Theatre in Stockholm, Sweden

Maximteatern, called "Maxim" in English or The Maxim Theatre, has been a popular private theatre at Karlaplan in central Stockholm, Sweden since the 1960s.

Originally named the Karlaplansstudion, it was designed as a theatre for film screenings. The house was built in 1945–46 by architect Ernst Grönvall. It was originally used as a studio by Swedish Radio who aired the popular radio shows Karusellen (The Carousel) and Frukostklubben (The Breakfast Club) from there in the 1940s and 1950s. In 1963, The Beatles played their first gig outside of the United Kingdom and Germany there; the performance was included on the Anthology 1 compilation album in 1995. In 1967 the studio was rebuilt into a theatre and movie theatre, but from the 1970s onwards has run exclusively as a theatre.

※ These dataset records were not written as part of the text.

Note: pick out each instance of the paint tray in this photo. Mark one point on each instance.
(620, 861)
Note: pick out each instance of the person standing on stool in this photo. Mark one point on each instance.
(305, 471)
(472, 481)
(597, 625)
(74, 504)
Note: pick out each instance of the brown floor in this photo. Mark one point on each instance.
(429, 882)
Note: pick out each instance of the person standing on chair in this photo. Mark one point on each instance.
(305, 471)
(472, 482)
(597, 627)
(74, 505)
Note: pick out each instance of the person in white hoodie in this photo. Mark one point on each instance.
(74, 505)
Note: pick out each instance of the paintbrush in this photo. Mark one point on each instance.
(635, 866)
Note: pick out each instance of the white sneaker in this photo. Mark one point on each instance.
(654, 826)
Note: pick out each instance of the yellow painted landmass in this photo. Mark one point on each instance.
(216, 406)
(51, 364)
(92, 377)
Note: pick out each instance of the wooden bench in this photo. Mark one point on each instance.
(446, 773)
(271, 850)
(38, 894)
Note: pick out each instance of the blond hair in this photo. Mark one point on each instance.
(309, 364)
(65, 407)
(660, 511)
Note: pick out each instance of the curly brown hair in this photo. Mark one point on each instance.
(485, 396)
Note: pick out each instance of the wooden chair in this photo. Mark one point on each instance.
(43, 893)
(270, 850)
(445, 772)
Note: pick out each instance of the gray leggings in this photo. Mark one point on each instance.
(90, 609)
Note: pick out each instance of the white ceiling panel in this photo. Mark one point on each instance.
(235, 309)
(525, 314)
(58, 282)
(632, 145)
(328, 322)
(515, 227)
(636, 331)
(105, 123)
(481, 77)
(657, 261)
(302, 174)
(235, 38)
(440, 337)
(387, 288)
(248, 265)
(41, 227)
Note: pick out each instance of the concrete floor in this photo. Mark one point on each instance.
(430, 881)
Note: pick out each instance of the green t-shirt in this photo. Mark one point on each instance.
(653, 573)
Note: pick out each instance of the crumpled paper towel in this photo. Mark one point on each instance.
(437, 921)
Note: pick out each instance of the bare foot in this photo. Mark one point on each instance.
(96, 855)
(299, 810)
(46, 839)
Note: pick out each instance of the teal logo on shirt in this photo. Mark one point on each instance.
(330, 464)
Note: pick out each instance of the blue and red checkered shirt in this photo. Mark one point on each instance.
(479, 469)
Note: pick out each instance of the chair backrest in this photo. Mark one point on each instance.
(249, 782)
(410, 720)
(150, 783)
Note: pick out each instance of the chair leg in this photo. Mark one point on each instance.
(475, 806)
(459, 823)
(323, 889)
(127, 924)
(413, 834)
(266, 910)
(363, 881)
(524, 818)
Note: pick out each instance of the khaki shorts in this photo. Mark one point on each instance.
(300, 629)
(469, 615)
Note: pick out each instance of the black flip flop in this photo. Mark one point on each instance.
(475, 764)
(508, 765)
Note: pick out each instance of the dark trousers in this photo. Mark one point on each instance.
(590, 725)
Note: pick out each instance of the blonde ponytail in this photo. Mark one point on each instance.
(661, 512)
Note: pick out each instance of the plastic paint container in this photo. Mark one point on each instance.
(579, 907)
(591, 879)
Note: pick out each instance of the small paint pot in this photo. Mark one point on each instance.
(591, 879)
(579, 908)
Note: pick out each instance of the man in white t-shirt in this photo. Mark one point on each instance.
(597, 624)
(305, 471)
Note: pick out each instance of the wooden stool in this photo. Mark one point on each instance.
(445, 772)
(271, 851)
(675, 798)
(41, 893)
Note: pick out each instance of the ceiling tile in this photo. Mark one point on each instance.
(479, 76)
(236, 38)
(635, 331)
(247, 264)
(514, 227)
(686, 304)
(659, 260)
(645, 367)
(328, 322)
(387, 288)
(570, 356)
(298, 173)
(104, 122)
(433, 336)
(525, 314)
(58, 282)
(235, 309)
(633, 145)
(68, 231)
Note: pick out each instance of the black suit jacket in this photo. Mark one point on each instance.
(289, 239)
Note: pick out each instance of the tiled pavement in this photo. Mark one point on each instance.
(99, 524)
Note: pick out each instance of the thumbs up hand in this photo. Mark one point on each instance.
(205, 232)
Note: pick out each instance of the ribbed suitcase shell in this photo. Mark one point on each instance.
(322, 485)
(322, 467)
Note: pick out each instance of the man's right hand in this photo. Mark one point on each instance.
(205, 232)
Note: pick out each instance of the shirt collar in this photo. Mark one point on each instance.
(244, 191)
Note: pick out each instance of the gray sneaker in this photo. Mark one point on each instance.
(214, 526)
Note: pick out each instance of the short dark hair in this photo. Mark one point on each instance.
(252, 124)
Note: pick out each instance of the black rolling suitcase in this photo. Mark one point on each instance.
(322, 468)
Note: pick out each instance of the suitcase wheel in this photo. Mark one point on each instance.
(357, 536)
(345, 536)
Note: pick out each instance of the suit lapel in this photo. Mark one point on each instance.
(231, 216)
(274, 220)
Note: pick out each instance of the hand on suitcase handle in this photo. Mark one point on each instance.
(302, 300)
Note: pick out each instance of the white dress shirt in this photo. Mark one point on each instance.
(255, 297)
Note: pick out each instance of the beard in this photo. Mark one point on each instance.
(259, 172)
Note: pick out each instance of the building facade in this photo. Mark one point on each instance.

In the 1980s, the Limabrall company took over the management of Maximteatern. Behind Limabrall were Lill Lindfors, Magnus Härenstam, Brasse Brännström and Aller Johansson – all well-known names in the Swedish entertainment industry. Productions such as SPÖK, Omaka par (The Odd Couple), Skål (Cheers) and Arsenik och gamla spetsar (Arsenic and Old Lace) were among the most successful productions in the 1980s and 1990s.

Since 2003 the theatre has been run by a company called Proscenia.